Difficulty in extending to other languages
In principle, RNNG can be learned with any corpus as long as it contains CTree annotation. However, it is not evident which tree formats are best in a multilingual setting. Using the same technique as English can be inappropriate because each language has its own characteristic, which can be different from English. This question is the fundamental motivation of this research.
2.2 Cross-linguistic Syntactic Evaluation
To investigate the capability of LMs to capture syntax, previous work has attempted to create an evaluation set that requires analysis of the sentence structure (linzen-etal-2016). One typical example is a subject-verb agreement, a rule that the form of a verb is determined by the grammatical category of the subject, such as person or number:
The pilot that the guards love laughs/*laugh. | (1) |
In (1), the form of laugh is determined by the subject pilot, not guards. This judgment requires syntactic analysis; guards is not a subject of target verb laugh because it is in the relative clause of the real subject pilot.
marvin-linzen-2018 designed the English evaluation set using a grammatical framework. mueller-etal-2020 extended this framework to other languages (French, German, Hebrew, and Russian) and created an evaluation set named CLAMS (Cross-Linguistic Assessment of Models on Syntax). CLAMS covers 7 categories of agreement tasks, including local agreement (e.g. The author laughs/*laugh) and non-local agreement that contains an intervening phrase between subject and verb as in (1). They evaluated LMs on CLAMS and demonstrated that sequential LMs often fail to assign a higher probability to the grammatical sentence in cases that involve non-local dependency.
Previous work has attempted to explore the syntactic capabilities of LMs with these evaluation sets. kuncoro-etal-2019 compared the performance of LSTM LM and RNNG using the evaluation set proposed in marvin-linzen-2018, demonstrating the superiority of RNNG in predicting the agreement. noji-takamura-2020 suggested that LSTM LMs potentially have a limitation in handling object relative clauses. Since these analyses are performed on the basis of English text, it is unclear whether they hold or not in a multilingual setting. In this paper, we attempt to investigate this point by learning RNNGs in other languages and evaluating them on CLAMS.
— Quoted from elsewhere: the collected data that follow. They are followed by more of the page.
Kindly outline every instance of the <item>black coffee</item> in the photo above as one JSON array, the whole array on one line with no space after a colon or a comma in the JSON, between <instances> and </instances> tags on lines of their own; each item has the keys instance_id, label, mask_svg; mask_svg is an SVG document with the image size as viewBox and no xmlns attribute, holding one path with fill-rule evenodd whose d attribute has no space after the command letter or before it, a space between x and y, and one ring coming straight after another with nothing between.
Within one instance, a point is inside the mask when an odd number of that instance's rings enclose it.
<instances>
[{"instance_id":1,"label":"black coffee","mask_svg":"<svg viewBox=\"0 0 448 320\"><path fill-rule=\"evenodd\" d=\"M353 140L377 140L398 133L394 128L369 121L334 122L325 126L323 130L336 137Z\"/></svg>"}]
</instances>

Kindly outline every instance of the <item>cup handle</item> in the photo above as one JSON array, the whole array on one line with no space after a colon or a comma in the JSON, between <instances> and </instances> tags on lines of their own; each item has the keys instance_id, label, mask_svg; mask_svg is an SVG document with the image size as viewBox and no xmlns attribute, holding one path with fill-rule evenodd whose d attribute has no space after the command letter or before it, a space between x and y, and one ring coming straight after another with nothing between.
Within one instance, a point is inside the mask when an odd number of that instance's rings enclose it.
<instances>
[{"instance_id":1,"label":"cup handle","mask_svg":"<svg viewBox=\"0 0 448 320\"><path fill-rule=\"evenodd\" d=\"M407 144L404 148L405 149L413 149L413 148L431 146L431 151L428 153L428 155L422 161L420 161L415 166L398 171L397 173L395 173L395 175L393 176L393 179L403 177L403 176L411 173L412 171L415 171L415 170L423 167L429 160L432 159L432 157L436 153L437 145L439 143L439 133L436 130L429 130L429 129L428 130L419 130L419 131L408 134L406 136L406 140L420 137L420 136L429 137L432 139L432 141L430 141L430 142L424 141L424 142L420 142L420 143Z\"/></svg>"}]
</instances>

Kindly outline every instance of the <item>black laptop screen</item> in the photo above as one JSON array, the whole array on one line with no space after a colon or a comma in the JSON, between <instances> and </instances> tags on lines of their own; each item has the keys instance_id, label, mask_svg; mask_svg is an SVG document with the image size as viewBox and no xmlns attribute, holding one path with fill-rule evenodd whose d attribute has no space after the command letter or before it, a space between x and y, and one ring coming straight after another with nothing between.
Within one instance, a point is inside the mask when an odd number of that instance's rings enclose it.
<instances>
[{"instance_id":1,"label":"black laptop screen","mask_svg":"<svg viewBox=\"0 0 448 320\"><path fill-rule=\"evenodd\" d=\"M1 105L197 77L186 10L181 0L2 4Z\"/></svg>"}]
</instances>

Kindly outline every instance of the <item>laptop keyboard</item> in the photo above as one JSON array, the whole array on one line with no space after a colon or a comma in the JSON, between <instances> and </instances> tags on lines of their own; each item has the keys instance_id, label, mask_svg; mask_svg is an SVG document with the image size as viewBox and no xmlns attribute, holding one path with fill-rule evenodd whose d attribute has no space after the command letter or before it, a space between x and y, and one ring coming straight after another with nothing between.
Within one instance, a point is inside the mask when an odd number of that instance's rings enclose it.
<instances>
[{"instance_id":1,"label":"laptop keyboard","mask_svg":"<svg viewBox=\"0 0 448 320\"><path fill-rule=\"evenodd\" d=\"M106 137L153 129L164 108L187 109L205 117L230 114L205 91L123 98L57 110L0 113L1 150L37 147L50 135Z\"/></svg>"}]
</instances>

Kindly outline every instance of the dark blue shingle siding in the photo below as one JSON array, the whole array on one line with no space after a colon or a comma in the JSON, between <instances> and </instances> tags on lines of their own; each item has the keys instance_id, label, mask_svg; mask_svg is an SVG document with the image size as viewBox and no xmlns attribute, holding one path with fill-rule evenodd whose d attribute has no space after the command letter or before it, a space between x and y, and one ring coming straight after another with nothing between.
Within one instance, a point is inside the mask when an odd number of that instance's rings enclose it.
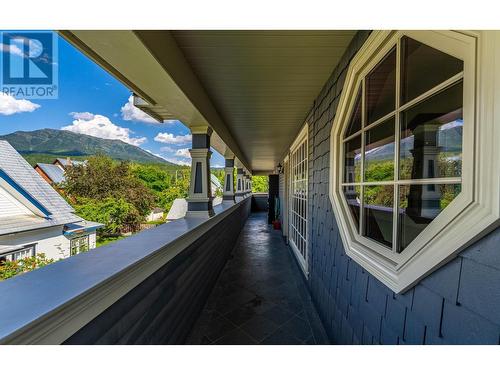
<instances>
[{"instance_id":1,"label":"dark blue shingle siding","mask_svg":"<svg viewBox=\"0 0 500 375\"><path fill-rule=\"evenodd\" d=\"M330 131L359 32L313 103L309 124L309 288L337 344L499 341L500 230L488 234L404 294L345 254L329 200Z\"/></svg>"}]
</instances>

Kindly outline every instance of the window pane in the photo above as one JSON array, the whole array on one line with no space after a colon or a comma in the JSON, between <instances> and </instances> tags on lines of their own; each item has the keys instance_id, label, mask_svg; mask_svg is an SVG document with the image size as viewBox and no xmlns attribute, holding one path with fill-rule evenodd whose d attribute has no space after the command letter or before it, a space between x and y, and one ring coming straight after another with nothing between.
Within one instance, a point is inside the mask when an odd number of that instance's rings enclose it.
<instances>
[{"instance_id":1,"label":"window pane","mask_svg":"<svg viewBox=\"0 0 500 375\"><path fill-rule=\"evenodd\" d=\"M345 136L348 137L359 130L361 130L361 88L358 91L358 95L356 95L354 110L352 112L351 120L347 127Z\"/></svg>"},{"instance_id":2,"label":"window pane","mask_svg":"<svg viewBox=\"0 0 500 375\"><path fill-rule=\"evenodd\" d=\"M364 189L363 235L392 248L394 187L379 185Z\"/></svg>"},{"instance_id":3,"label":"window pane","mask_svg":"<svg viewBox=\"0 0 500 375\"><path fill-rule=\"evenodd\" d=\"M366 124L393 111L396 106L396 49L366 77Z\"/></svg>"},{"instance_id":4,"label":"window pane","mask_svg":"<svg viewBox=\"0 0 500 375\"><path fill-rule=\"evenodd\" d=\"M460 73L463 62L414 39L401 39L401 101L429 91L434 86Z\"/></svg>"},{"instance_id":5,"label":"window pane","mask_svg":"<svg viewBox=\"0 0 500 375\"><path fill-rule=\"evenodd\" d=\"M394 179L394 118L365 133L365 181Z\"/></svg>"},{"instance_id":6,"label":"window pane","mask_svg":"<svg viewBox=\"0 0 500 375\"><path fill-rule=\"evenodd\" d=\"M361 136L344 143L344 182L361 180Z\"/></svg>"},{"instance_id":7,"label":"window pane","mask_svg":"<svg viewBox=\"0 0 500 375\"><path fill-rule=\"evenodd\" d=\"M460 184L401 185L399 244L403 251L460 194Z\"/></svg>"},{"instance_id":8,"label":"window pane","mask_svg":"<svg viewBox=\"0 0 500 375\"><path fill-rule=\"evenodd\" d=\"M352 218L356 224L356 232L359 232L359 213L361 206L361 186L344 186L344 196L351 211Z\"/></svg>"},{"instance_id":9,"label":"window pane","mask_svg":"<svg viewBox=\"0 0 500 375\"><path fill-rule=\"evenodd\" d=\"M402 113L401 179L462 175L462 99L459 82Z\"/></svg>"}]
</instances>

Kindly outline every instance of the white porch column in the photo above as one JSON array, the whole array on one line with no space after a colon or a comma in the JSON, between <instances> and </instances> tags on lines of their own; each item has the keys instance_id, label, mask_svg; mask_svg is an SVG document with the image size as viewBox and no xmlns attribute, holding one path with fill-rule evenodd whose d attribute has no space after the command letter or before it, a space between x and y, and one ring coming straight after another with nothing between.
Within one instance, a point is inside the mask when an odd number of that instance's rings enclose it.
<instances>
[{"instance_id":1,"label":"white porch column","mask_svg":"<svg viewBox=\"0 0 500 375\"><path fill-rule=\"evenodd\" d=\"M214 214L210 186L210 135L208 126L191 128L193 134L191 153L191 181L186 217L208 218Z\"/></svg>"},{"instance_id":2,"label":"white porch column","mask_svg":"<svg viewBox=\"0 0 500 375\"><path fill-rule=\"evenodd\" d=\"M222 199L234 202L234 157L226 158L225 160L224 193L222 194Z\"/></svg>"},{"instance_id":3,"label":"white porch column","mask_svg":"<svg viewBox=\"0 0 500 375\"><path fill-rule=\"evenodd\" d=\"M243 178L243 168L238 168L236 170L236 198L243 198L244 193L244 178Z\"/></svg>"},{"instance_id":4,"label":"white porch column","mask_svg":"<svg viewBox=\"0 0 500 375\"><path fill-rule=\"evenodd\" d=\"M252 194L252 175L250 173L247 176L247 193L248 195Z\"/></svg>"},{"instance_id":5,"label":"white porch column","mask_svg":"<svg viewBox=\"0 0 500 375\"><path fill-rule=\"evenodd\" d=\"M243 172L243 192L244 192L244 196L248 196L248 174L247 174L247 171L244 171Z\"/></svg>"}]
</instances>

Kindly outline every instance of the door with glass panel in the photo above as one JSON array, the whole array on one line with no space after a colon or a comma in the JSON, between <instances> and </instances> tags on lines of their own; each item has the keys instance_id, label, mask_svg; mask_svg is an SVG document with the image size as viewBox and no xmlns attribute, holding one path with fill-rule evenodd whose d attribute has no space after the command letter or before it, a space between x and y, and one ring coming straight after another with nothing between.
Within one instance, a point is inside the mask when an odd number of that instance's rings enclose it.
<instances>
[{"instance_id":1,"label":"door with glass panel","mask_svg":"<svg viewBox=\"0 0 500 375\"><path fill-rule=\"evenodd\" d=\"M288 234L300 266L307 274L307 125L290 150L290 199Z\"/></svg>"}]
</instances>

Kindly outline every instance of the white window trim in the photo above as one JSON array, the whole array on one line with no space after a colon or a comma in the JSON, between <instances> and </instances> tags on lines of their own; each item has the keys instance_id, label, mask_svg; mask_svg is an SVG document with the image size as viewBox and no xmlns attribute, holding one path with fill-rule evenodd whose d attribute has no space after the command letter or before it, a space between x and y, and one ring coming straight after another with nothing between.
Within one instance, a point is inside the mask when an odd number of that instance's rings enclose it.
<instances>
[{"instance_id":1,"label":"white window trim","mask_svg":"<svg viewBox=\"0 0 500 375\"><path fill-rule=\"evenodd\" d=\"M31 250L31 254L29 256L22 257L19 260L34 257L36 255L36 243L24 245L23 247L21 247L17 250L13 250L13 251L10 251L8 253L2 254L2 257L8 258L7 261L13 262L16 260L16 259L14 259L15 258L14 256L16 254L25 252L26 250Z\"/></svg>"},{"instance_id":2,"label":"white window trim","mask_svg":"<svg viewBox=\"0 0 500 375\"><path fill-rule=\"evenodd\" d=\"M86 246L87 246L87 250L85 251L82 251L80 249L81 247L81 241L84 240L86 242ZM71 254L72 250L73 250L73 243L78 241L78 244L75 246L75 249L77 249L77 252L75 254ZM70 238L69 240L69 255L70 256L75 256L75 255L78 255L80 253L83 253L83 252L87 252L90 250L90 235L89 234L85 234L83 236L75 236L73 238Z\"/></svg>"},{"instance_id":3,"label":"white window trim","mask_svg":"<svg viewBox=\"0 0 500 375\"><path fill-rule=\"evenodd\" d=\"M362 78L402 35L464 61L464 142L462 192L397 254L353 230L342 193L342 135ZM494 31L374 31L351 61L331 130L330 200L347 255L395 292L407 290L499 225L500 147L495 143L500 126L494 122L500 118L499 46L500 32Z\"/></svg>"},{"instance_id":4,"label":"white window trim","mask_svg":"<svg viewBox=\"0 0 500 375\"><path fill-rule=\"evenodd\" d=\"M292 248L293 250L293 253L295 255L295 257L297 258L297 261L300 265L300 267L302 268L302 271L304 272L304 275L306 277L308 277L309 275L309 265L308 265L308 257L309 257L309 239L308 239L308 226L309 226L309 223L308 223L308 217L307 217L307 210L308 210L308 198L309 198L309 140L308 140L308 129L309 129L309 125L306 123L301 131L299 132L299 134L297 135L297 138L295 138L295 140L293 141L292 145L290 146L290 153L289 153L289 178L288 178L288 182L289 182L289 197L288 197L288 242L290 244L290 247ZM305 249L304 249L304 256L300 253L300 250L297 248L297 246L295 245L294 241L293 241L293 236L292 236L292 233L293 231L295 230L295 228L292 227L292 215L293 215L293 210L292 210L292 207L293 207L293 204L292 204L292 199L293 199L293 164L292 164L292 155L294 153L294 151L296 151L303 143L305 142L305 145L306 145L306 154L305 154L305 166L306 166L306 174L305 174L305 185L306 185L306 207L305 207L305 210L306 210L306 217L305 217L305 238L304 238L304 242L305 242ZM299 234L300 235L300 234Z\"/></svg>"}]
</instances>

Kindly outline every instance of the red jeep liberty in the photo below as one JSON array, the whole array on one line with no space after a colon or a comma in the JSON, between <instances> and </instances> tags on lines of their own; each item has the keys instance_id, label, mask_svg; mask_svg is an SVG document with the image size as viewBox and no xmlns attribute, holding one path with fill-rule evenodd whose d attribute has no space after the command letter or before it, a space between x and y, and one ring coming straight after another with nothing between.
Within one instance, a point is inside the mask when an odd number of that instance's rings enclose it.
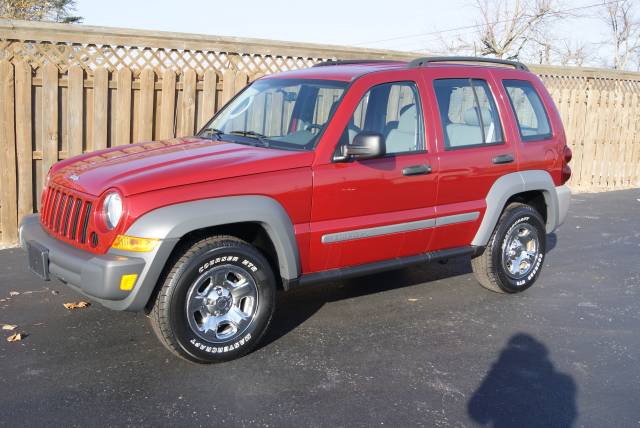
<instances>
[{"instance_id":1,"label":"red jeep liberty","mask_svg":"<svg viewBox=\"0 0 640 428\"><path fill-rule=\"evenodd\" d=\"M484 287L526 290L570 159L523 64L329 61L253 82L195 137L57 163L20 239L41 278L219 362L258 344L278 288L470 256Z\"/></svg>"}]
</instances>

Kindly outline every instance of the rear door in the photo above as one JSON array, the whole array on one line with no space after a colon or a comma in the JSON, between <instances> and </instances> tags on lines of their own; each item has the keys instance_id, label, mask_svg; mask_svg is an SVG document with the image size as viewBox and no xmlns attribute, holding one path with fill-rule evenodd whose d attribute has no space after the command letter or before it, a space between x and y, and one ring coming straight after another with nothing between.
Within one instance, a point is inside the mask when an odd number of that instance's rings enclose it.
<instances>
[{"instance_id":1,"label":"rear door","mask_svg":"<svg viewBox=\"0 0 640 428\"><path fill-rule=\"evenodd\" d=\"M489 70L424 68L437 104L440 171L438 227L429 250L469 245L486 208L485 198L502 175L517 170L517 153L504 119L509 117Z\"/></svg>"},{"instance_id":2,"label":"rear door","mask_svg":"<svg viewBox=\"0 0 640 428\"><path fill-rule=\"evenodd\" d=\"M537 77L527 80L526 77L509 71L501 73L499 80L513 113L519 167L520 170L550 171L559 177L566 141L562 126L559 126L560 116L540 80Z\"/></svg>"},{"instance_id":3,"label":"rear door","mask_svg":"<svg viewBox=\"0 0 640 428\"><path fill-rule=\"evenodd\" d=\"M373 73L352 84L314 165L309 272L426 251L437 163L423 95L413 70ZM341 145L359 132L382 134L387 153L339 160Z\"/></svg>"}]
</instances>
3 Method: Dependency Tree Conversion
As a source of multilingual syntactic information, we use Universal Dependencies (UD), a collection of cross-linguistic dependency treebanks with a consistent annotation scheme. Since RNNG requires a CTree-formatted dataset for training, we perform DTree-to-CTree conversions, which are completely algorithmic to make it work regardless of language. Our method consists of two procedures: structural conversion and nonterminal labeling; obtaining a CTree skeleton with unlabeled nonterminal nodes, then assigning labels by leveraging syntactic information contained in the dependency annotations. While our structural conversion is identical to the baseline approach of collins-etal-1999, we include a novel labeling method that relies on dependency relations, not POS tags.